Women's Participation in Development (2012): The research examines the various assumptions that justify the “gender-inclusive” development initiatives of some of the national development programmes and the micro-finance institutions.
It particularly examines the assumption that women's participation in community organisation or development projects at the community level serves to “empower” them as individuals and as a group. It also explores what motivates and enables women to participate in these different programmes and what limits their participation. Finally, it provides an analysis of the different models and methods being used by facilitating partners involved in different national development programmes, and how these impact women's ability to participate and the effects of such participation.
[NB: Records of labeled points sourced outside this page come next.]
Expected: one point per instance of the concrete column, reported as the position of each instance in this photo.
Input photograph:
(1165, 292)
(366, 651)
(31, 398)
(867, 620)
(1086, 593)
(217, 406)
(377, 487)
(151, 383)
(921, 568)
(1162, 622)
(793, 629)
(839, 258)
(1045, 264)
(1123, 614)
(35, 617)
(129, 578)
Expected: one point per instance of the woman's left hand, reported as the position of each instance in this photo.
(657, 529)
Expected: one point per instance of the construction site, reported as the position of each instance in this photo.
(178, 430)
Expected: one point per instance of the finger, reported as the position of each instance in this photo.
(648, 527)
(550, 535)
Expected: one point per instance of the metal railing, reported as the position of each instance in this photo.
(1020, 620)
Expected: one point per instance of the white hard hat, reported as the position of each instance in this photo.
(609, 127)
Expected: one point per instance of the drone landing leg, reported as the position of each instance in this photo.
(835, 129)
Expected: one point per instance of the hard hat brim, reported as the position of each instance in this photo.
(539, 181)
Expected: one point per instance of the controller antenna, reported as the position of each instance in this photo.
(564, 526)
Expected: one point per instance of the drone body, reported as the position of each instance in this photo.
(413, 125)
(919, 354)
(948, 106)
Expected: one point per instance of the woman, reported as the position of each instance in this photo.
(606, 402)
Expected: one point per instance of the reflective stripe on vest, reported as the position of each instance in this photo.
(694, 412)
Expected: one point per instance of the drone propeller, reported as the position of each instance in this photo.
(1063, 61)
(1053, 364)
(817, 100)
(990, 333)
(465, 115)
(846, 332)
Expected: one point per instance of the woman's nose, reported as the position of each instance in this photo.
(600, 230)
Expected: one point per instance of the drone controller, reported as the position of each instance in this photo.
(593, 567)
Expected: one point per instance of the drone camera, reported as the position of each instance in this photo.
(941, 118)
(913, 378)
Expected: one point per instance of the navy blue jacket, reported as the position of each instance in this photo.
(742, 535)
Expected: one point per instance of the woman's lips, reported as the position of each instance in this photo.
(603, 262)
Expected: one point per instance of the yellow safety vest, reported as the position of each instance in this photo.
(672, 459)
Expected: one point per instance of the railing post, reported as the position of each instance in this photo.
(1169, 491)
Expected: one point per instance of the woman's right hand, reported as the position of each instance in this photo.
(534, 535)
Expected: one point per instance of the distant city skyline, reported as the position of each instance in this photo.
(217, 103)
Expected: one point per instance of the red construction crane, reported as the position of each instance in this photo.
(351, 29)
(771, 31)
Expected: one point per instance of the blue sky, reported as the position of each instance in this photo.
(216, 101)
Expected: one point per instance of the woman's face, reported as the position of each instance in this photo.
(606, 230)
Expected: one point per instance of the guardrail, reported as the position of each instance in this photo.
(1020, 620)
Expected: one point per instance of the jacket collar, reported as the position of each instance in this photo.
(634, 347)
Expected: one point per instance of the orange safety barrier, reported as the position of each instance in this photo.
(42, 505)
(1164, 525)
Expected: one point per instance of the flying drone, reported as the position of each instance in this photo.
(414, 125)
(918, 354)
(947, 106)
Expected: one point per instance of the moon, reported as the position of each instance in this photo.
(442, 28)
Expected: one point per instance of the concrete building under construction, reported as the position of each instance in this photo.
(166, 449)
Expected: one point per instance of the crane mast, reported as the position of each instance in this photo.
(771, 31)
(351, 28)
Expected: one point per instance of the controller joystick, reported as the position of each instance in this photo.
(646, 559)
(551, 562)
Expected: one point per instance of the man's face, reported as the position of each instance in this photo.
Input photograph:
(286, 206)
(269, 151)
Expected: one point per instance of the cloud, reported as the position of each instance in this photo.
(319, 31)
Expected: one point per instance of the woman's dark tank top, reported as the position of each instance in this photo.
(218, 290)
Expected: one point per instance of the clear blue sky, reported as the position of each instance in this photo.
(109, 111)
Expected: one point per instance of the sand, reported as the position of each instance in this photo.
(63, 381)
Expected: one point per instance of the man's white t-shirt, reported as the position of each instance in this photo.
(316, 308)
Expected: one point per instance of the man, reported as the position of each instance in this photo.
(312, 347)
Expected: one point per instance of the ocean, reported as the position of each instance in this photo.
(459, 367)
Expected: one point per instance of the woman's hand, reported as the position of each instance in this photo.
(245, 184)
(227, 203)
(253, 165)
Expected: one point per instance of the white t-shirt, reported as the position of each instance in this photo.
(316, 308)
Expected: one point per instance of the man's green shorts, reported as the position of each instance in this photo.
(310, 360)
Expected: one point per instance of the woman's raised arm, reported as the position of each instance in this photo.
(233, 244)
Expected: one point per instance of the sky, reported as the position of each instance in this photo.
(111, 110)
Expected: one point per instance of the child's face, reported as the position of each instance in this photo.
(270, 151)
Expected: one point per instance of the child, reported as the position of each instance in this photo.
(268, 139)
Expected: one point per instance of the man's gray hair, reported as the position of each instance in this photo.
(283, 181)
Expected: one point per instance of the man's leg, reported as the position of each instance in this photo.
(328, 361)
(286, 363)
==Communicating our Research==
AREUO actively disseminates its research, which is always made publicly available and free of charge.

Publications: All AREUO publications are available online and in hardcopy, with many translated into Dari and Pashto. These range from in-depth provincial case studies to peer-reviewed policy briefs and professionally published reports.

Events and briefings: AREUO regularly convenes events such as public seminars, roundtable discussions and press conferences. Meanwhile, staff frequently provide private briefings to Afghan and international policymakers.

==Library==
An important complement to the research and publications of AREUO is the library. Since the formation of the unit, statistical publications, NGO reports, policy papers and similar materials have been accumulated and indexed in the AREUO Library on-line bibliographic database (built using Greenstone open source software). The library is open to the public and collaborates with other libraries in Kabul to collect and make available publicly documents of research value on Afghanistan.